Filloux points out a lot of true things: content abundance, the power of search and the value of (manual) curation, the need for editing, the availabilty of freelance resources and the potential of platforms like Inkling. But … how is this like the software industry?
At one point Filloux seems to be talking about “apps”, but even there the comparison breaks down. Software, whether programs or apps, has no physical counterpart. While some types of books have only digital manifestations, the book publishing business will continue to sell a blend of both physical and digital objects.
It will be doing that for a long time. Even Filloux’s “abundance” example talks about making the journey from manuscript to bookstore. His anecdote about Parisian booksellers returning unopened boxes of books for lack of space is testament to the physical object.
As well, unopened boxes of books are not the same thing as “too many books” getting published; it is more likely that too many books are being printed.
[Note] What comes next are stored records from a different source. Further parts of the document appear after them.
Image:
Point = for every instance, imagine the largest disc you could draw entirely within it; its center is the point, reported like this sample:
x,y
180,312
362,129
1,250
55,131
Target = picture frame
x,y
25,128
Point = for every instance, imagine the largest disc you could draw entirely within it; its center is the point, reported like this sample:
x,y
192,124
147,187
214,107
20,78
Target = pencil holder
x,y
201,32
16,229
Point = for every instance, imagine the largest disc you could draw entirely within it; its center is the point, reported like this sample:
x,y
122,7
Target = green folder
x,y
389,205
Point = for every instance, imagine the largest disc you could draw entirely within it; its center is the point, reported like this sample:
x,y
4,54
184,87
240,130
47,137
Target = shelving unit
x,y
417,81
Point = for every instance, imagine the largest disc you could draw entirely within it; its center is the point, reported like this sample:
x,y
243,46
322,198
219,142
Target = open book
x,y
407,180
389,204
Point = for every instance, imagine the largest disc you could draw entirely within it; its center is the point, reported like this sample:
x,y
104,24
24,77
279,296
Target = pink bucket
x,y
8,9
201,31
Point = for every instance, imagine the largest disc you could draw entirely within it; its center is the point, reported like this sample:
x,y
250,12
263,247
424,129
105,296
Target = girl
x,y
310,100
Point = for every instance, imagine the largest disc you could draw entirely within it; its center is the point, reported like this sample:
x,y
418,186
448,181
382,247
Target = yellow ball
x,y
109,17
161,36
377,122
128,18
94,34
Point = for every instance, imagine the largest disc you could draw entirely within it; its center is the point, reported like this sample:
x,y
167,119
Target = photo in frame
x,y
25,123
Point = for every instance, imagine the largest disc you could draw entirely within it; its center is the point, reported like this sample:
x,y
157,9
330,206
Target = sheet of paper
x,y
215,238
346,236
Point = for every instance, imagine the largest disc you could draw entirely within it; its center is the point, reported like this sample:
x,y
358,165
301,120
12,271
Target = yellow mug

In fact, a conversation between Joe Konrath and Barry Eisler, excerpted at the end of Filloux’s piece, describes the opportunity to make a digital book available at prices that could not support print versions.
Pining for a new breed of gatekeepers (as Filloux seems to do in describing Apple’s control of its app store) misses the opportunity we have to reshape publishing and make it the business we’ve long claimed it is. Things like more entrants and lower prices (that make reading more affordable) are potentially good things.
If the lesson from the software industry is “create scarcity”, it’s the wrong lesson to learn. Better to create value.